Quant aux danses de caractère – que dire? Sinon que le corps du ballet du Bolchoï se distingue vraiment par sa joie de vivre et son engagement constant, qui donnent une raison d'être aux mazurkas et autres czardas du premier acte. Maria Isplatovskaya, Anna Antropova et Denis Savin se distinguaient dans divers rôles de soliste. La minutieuse reconstruction de la Valse des Heures au troisième acte porte par ailleurs ses fruits, avec vingt-quatre danseuses d'une harmonieuse délicatesse, représentant quatre couleurs du jour.

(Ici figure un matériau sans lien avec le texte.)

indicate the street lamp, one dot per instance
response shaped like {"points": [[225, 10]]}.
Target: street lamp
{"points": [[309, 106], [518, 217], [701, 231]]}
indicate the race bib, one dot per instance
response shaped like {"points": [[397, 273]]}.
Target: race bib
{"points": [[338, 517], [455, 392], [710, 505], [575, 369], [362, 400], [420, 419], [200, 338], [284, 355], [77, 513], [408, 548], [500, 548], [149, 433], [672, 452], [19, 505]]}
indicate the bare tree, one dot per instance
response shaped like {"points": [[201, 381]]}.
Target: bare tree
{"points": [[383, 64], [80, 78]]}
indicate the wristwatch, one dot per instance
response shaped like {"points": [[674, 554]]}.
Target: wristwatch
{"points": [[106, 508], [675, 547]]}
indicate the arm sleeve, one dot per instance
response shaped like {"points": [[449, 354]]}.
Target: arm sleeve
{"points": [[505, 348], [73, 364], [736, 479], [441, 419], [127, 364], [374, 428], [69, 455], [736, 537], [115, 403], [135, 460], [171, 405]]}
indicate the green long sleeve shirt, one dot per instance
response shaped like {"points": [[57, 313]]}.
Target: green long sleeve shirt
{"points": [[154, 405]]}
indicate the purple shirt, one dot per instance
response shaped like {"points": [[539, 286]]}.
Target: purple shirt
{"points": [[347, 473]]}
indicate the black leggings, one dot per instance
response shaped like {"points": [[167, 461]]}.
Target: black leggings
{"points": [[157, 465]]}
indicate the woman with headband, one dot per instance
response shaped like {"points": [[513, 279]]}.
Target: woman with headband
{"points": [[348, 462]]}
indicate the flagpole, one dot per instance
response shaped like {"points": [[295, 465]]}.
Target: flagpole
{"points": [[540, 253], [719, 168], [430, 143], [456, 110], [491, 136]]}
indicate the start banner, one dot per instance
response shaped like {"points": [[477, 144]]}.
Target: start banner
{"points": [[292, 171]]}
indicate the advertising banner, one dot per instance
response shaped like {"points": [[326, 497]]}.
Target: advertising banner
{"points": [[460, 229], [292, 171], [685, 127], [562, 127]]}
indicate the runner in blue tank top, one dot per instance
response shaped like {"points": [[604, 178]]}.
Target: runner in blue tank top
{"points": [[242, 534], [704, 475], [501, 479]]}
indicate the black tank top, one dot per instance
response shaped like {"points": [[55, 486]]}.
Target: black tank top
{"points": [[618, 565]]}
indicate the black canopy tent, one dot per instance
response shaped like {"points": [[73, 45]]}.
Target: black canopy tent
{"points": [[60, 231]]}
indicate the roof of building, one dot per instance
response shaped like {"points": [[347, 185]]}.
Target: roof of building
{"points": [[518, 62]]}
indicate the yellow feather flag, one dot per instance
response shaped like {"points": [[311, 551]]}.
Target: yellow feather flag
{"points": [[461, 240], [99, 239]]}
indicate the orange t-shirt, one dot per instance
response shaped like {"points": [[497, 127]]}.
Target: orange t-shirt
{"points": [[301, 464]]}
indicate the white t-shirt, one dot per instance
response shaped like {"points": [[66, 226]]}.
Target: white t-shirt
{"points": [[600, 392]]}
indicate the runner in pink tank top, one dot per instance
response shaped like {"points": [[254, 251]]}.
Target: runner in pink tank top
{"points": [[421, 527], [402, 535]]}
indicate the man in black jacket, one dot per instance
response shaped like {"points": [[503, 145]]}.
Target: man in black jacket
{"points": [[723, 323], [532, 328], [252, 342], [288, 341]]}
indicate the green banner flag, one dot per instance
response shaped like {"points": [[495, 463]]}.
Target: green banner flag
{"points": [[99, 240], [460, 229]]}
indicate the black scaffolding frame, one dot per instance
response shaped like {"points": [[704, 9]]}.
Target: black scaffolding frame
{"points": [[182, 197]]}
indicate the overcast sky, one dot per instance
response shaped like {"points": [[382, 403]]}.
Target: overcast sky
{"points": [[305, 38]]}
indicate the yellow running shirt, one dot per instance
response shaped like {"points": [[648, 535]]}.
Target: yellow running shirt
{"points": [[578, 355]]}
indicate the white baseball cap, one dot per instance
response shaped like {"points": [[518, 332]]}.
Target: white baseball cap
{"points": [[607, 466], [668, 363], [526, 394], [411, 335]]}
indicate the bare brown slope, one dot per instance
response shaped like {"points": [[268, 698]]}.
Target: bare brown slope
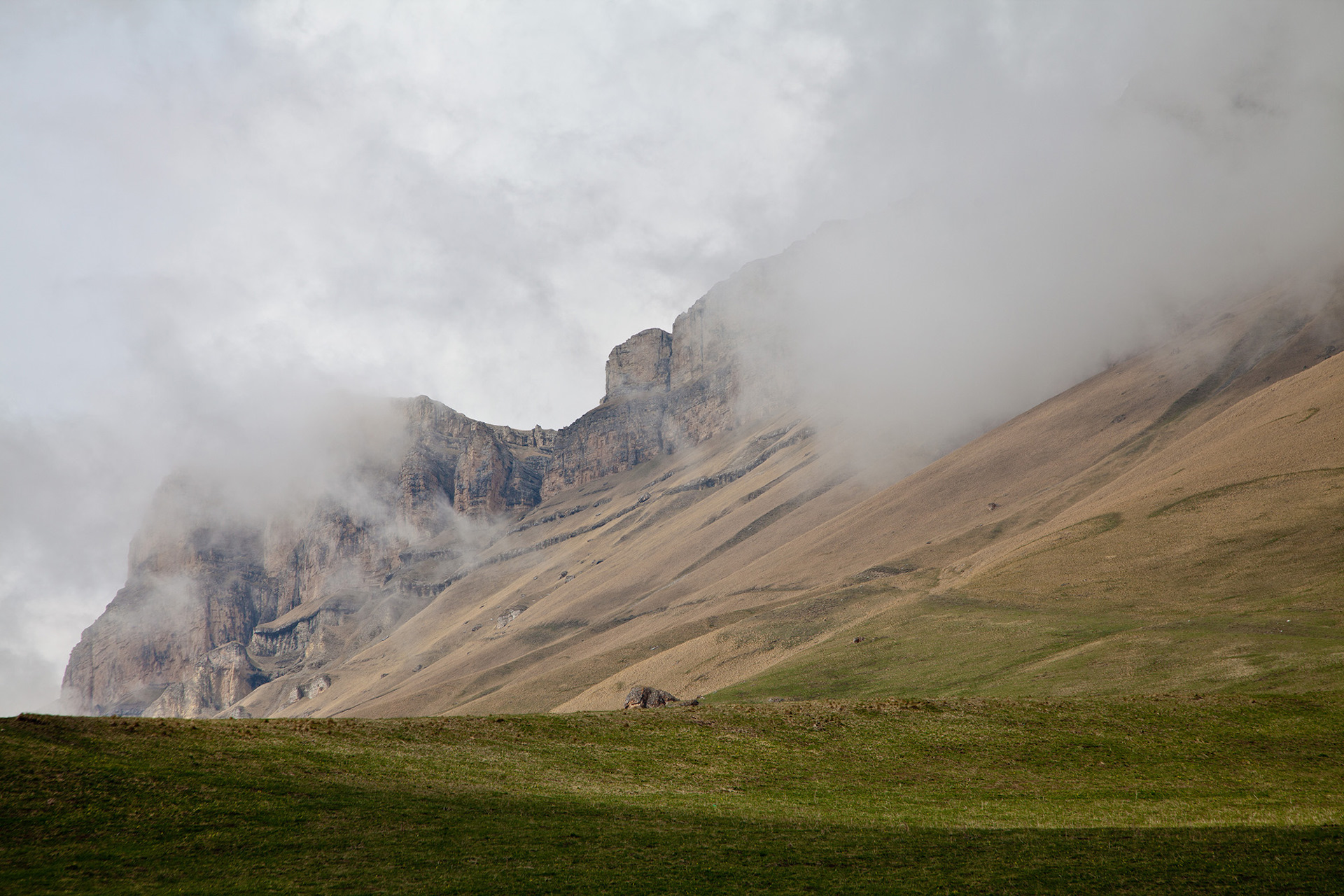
{"points": [[1210, 561], [714, 578]]}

Un ordre retrouvé qui était aussi présage de la chute de l'Empire, mais dont l'aspect lumineux garde un charme suranné, dû notamment à la partition de Léo Delibes. Alexander Vedernikov dirigeait l'orchestre du Bolchoï, une interprétation colorée – et tant que cette production est donnée avec la même vitalité que lors de la première, on peut lui pardonner ses excès de fidélité...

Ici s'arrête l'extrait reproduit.